I have a JSON where the order of fields is not fixed.
i.e. I can have [A, B, C] or [B, C, A]
All A, B, C are json objects are of the form {Name: x, Value:y}.
So, when I use USQL to extract the JSON (I don't know their order) and put it into a CSV (for which I will need column name):
@output =
SELECT
A["Value"] ?? "0" AS CAST ### (("System_" + A["Name"]) AS STRING),
B["Value"] ?? "0" AS "System_" + B["Name"],
System_da
So, I am trying to put column name as the "Name" field in the JSON.
But am getting the error at #### above:
Message
syntax error.
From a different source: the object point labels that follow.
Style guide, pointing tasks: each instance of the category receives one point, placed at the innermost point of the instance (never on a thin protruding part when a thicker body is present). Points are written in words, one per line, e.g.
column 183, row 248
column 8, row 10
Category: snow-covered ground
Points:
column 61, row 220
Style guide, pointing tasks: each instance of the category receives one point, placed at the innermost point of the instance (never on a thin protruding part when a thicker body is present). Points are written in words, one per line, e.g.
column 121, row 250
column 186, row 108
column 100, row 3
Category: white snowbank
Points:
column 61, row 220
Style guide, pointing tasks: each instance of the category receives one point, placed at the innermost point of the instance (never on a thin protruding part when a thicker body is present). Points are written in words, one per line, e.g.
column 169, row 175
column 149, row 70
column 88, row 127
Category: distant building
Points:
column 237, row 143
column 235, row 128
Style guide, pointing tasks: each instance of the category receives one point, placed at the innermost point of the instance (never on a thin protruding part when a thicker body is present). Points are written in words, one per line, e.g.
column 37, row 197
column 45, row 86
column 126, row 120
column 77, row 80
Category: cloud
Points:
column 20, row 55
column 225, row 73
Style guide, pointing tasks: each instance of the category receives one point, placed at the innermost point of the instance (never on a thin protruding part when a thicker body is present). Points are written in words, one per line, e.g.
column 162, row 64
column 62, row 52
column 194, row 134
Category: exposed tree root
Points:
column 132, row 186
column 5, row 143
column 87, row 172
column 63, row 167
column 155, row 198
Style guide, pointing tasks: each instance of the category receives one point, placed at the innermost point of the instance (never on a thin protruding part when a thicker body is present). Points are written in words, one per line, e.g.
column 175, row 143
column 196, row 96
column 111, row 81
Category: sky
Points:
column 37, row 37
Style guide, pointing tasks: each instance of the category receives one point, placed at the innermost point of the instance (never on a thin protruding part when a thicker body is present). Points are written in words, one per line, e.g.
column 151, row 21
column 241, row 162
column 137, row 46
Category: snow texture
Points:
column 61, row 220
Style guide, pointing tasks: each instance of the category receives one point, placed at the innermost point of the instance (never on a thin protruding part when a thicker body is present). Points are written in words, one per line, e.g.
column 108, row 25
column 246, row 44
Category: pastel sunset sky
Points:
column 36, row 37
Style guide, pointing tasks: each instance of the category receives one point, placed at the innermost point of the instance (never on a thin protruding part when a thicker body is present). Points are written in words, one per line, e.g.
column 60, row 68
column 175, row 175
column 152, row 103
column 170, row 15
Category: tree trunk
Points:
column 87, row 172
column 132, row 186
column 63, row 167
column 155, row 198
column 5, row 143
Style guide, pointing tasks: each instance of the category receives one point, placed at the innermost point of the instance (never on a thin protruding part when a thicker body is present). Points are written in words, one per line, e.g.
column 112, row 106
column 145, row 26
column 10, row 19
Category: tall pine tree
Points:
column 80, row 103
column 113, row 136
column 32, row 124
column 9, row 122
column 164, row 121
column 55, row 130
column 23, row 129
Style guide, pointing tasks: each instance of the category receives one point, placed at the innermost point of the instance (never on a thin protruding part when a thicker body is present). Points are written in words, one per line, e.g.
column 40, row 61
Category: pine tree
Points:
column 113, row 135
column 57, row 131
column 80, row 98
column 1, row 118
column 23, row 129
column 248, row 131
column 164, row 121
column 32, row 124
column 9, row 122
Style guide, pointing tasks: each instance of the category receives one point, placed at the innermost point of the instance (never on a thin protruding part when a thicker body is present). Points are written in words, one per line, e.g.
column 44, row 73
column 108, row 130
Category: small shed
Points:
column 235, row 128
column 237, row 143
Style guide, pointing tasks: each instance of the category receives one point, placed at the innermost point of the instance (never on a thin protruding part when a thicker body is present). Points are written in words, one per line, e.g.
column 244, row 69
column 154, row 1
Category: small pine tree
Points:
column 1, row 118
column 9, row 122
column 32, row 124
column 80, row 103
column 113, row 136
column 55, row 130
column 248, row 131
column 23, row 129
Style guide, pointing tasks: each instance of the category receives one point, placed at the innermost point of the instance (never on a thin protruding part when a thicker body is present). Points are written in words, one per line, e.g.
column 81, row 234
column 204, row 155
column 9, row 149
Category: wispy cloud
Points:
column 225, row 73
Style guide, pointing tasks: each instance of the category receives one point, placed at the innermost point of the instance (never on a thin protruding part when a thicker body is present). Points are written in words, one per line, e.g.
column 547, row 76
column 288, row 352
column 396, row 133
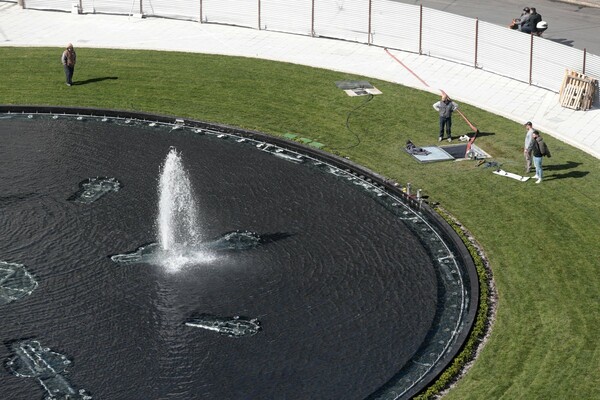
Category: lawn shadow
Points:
column 558, row 167
column 572, row 174
column 94, row 80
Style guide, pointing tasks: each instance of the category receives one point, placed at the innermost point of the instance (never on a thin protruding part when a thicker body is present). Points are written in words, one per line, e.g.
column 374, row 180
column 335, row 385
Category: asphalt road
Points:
column 575, row 25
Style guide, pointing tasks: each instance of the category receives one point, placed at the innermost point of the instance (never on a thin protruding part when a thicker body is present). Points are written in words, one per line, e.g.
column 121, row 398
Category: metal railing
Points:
column 384, row 23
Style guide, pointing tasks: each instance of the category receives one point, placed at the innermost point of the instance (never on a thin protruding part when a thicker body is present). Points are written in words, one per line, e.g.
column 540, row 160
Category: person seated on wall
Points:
column 517, row 21
column 525, row 23
column 541, row 27
column 534, row 19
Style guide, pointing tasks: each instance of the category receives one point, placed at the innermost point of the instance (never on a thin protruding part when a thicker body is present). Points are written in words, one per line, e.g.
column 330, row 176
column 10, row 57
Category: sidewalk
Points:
column 503, row 96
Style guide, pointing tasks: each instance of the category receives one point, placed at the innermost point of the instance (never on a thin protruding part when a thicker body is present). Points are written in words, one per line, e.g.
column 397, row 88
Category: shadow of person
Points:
column 481, row 134
column 558, row 167
column 567, row 42
column 94, row 80
column 572, row 174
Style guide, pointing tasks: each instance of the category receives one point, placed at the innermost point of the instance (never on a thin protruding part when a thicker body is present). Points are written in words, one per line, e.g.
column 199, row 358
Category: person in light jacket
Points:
column 445, row 108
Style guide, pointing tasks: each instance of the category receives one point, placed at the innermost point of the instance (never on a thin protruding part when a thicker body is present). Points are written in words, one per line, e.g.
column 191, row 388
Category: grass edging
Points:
column 485, row 313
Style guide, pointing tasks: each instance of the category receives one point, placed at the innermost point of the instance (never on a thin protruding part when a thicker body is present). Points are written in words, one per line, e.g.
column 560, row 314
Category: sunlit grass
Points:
column 542, row 240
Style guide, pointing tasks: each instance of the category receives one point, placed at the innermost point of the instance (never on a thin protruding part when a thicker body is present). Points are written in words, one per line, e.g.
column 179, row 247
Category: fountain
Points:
column 180, row 242
column 365, row 297
column 177, row 214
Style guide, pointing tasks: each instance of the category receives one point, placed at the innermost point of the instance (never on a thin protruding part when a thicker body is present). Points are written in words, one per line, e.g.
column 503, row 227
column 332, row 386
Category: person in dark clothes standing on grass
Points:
column 538, row 150
column 526, row 148
column 445, row 107
column 68, row 59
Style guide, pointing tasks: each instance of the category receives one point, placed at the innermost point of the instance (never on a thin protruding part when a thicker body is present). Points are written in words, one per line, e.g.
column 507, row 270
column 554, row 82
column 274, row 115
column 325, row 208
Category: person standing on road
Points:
column 68, row 59
column 445, row 108
column 526, row 147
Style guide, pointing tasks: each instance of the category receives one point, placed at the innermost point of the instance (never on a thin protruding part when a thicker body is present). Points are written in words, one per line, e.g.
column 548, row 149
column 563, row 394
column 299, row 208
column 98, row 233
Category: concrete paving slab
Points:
column 501, row 95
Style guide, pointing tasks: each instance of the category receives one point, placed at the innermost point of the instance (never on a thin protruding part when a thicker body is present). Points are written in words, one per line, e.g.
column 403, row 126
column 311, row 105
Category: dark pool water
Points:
column 346, row 297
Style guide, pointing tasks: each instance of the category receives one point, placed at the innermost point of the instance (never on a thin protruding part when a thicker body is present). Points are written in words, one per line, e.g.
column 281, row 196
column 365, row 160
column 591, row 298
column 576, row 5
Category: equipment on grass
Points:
column 502, row 172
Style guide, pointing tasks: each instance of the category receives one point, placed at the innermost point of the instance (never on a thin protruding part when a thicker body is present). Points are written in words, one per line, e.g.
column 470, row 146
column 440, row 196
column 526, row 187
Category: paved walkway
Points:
column 503, row 96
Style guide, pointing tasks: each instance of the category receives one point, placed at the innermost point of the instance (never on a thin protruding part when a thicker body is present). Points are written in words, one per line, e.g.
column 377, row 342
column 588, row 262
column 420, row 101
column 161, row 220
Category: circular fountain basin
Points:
column 358, row 295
Expected one of: FROM ',' EXCEPT GROUP HAVING INTERSECT OPTION ORDER OUTER UNION UNION WHERE ';' ')'
Resolution
Correct the script syntax, using expected token(s) as a guide.
Description
Invalid syntax found in the script.
Details
at token '(', line 74
near the ###:
**************
I am not allowed to put the correct column name "dynamically" and it is an absolute necessity of my issue.
Input: [A, B, C,], [C, B, A]
Output: A.name B.name C.name
Row 1's values
Row 2's values
This
@output =
SELECT
A["Value"] ?? "0" AS CAST ### (("System_" + A["Name"]) AS STRING),
B["Value"] ?? "0" AS "System_" + B["Name"],
System_da
is not a valid SELECT clause (neither in U-SQL nor any other SQL dialect I am aware of).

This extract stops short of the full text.